Iris Pro Graphics 6200
From one generation to the next, Intel changes up the way it handles productization of its graphics. In the Sandy and Ivy Bridge families, high-end desktop processors came equipped with the company’s top trims: HD Graphics 3000 (12 execution units) and HD Graphics 4000 (16 EUs). Haswell saw the company deploy HD Graphics 4600 (referred to as GT2, with 20 EUs), saving HD Graphics 5000, Iris Pro Graphics 5100 and Iris Pro Graphics 5200 (that’s GT3, GT3 and GT3e, respectively, all rocking 40 EUs) for soldered-down CPUs.
In the image above, I numbered the six domains composing Haswell’s GT2, otherwise known as HD Graphics 4600. Domain three demarcates the Sub-Slice—a building block containing EUs, texture samplers, L1 instruction cache and a Media Sampler. Domain two is referred to as Slice Common, and it hosts the rasterizer, pixel back-ends and L3 cache. Together, those blocks make up the Slice.
A Slice in Haswell’s GT2 config included one Slice Common and two sub-slices, totaling 20 EUs. For Broadwell, Intel juggles the organization of resources to optimize for performance and power—each Sub-Slice is made up of eight EUs, rather than 10. But as a result of its shift to 14nm manufacturing, Intel can put a third Sub-Slice on GT2, yielding 24 EUs and more sampling throughput/cache per EU (and still reducing power versus Haswell, according to Jason Ross, graphics architect at Intel). The EUs themselves receive targeted improvements that relate to the architecture and implementation, bettering their performance and cutting power. For instance, the two SIMD floating-point units in each EU now support native 32-bit integer operations. Previously, only one did. The result is a doubling of integer computation throughput within each EU. The execution units also get native 16-bit floating-point support.
Broadwell’s GT3 adds a complete second Slice, doubling the already-faster GT2’s resources, including its fixed-function media capabilities. The math on that adds up to 48 EUs—a 2.4x increase compared to Core i7-4790K’s HD Graphcis 4600. And because there are three Sub-Slices per Slice instead of two, texture sampler performance increases 1.5x, while the FLOPS-to-texture ratio falls from 40:1 to 32:1.
The gains are palpable. For a 140% increase in EUs, we measure between a 109% and 141% performance improvement, depending on the operation in question.

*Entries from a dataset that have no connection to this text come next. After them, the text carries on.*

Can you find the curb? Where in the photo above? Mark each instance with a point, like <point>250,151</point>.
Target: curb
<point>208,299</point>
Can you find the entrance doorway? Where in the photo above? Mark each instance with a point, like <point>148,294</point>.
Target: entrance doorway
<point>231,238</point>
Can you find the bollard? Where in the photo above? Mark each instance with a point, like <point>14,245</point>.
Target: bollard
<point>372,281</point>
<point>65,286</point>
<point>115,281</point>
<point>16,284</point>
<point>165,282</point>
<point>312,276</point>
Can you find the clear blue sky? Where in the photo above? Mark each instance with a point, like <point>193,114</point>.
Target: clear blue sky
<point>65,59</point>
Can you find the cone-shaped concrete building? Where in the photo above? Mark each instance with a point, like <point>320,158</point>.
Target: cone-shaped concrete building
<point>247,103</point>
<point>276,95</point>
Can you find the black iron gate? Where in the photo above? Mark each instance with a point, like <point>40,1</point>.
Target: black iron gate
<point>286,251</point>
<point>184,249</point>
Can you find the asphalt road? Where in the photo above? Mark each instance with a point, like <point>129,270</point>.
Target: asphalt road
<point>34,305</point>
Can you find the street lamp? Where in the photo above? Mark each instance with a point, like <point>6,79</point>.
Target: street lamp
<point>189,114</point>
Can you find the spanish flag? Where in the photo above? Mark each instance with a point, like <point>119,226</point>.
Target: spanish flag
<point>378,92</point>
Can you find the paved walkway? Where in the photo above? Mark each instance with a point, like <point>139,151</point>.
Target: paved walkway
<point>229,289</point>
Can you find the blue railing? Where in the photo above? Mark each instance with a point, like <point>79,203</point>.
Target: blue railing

GT3e further incorporates 128MB of embedded DRAM on the processor package, behind its shared L3 cache on a dedicated ring bus stop. Not only does this benefit performance, but Intel says there are also advantages to power (and thus efficiency) as you avoid transactions that would have previously gone to system memory. The eDRAM operates in its own clock domain and, according to the firmware on MSI's Z97A Gaming 6, runs at 1.8GHz. At that frequency, and given read/write buses capable of 32 bytes/cycle, you’re looking at bi-directional throughput of over 57 GB/s.
Of course, as we know from last generation’s Iris Pro Graphics 5200, the eDRAM isn’t married to the graphics engine; it’s available to the IA cores as well.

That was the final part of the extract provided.